As for the magistrates, one participant noted that it is very difficult for them to confidence in CRCs because they are an “organisation they never see”. A serving inspector of probation noted also acknowledged this problem saying that sentencers “don’t know if their sentences are working”.
To tackle this distance between sentencers in court and probation officers implementing sentences, one CRC leader explained that they now shared a bulletin for sentencers which details sentencing data with local information. This gives the judges and magistrates greater visibility and feedback on the programmes delivered or community payback hours served. The programme had worked so well that sentencers have now requested the data for the cases they have personally ruled on.

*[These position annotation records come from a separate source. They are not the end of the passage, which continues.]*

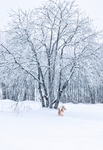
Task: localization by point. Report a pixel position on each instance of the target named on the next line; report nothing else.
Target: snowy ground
(30, 127)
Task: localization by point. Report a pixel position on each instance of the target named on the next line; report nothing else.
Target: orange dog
(61, 111)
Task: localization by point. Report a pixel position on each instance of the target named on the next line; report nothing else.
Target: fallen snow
(27, 126)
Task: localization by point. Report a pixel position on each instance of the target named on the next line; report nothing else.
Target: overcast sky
(93, 8)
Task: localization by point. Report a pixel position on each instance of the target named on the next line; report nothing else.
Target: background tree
(52, 45)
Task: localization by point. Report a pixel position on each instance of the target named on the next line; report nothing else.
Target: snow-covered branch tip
(20, 64)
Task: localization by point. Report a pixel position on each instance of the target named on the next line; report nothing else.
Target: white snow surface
(28, 126)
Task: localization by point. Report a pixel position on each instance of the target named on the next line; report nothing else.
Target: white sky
(93, 8)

New contracts: sticking plaster or superglue?
It was the contractual framework that drove a wedge between the CRCs and elements of the criminal justice system – such as the courts and probation hostels – which was unhelpful in maintaining a commonly understood purpose for probation. But despite this fragmentation, all attendees agreed that probation has continued to “punch above its weight in the criminal justice system”. One participant wryly observed that the image of probation in the police service used to be as a rather ineffectual “brown-sandal brigade” whereas now probation takes a leading role in multi-agency public protection arrangements and integrated offender management.
But participants voiced their fears that the sector – and its standing in the criminal justice system – would suffer without a clear purpose for probation supported through the right targets and metrics. One attendee suggested that the targets currently in place suggested that national commissioners “do not understand” the inspectorate’s three purposes of probation and what outcomes they are trying to drive across the sector. A Napo representative said that the sector needed to build “common cause” because despite their opposition to outsourcing probation services, this “transcends arguments about privatisation” and is about “what works”.
One participant argued that regardless of the targets and metrics put in place in the new arrangements, the challenge for providers will be to “shoe-horn” those targets into a clear purpose for their staff and their organisation. As attendees discussed, probation sits at the heart of many systems – not just criminal justice – in which many organisations compete for the service’s time and resources. A clear purpose will provide a mechanism to decide what and perhaps more importantly, what is not, inside the remit and scope of the service. Regardless of the contractual arrangements put in place, this will be ever more vital in the context of rising demand that is likely to continue to intensify.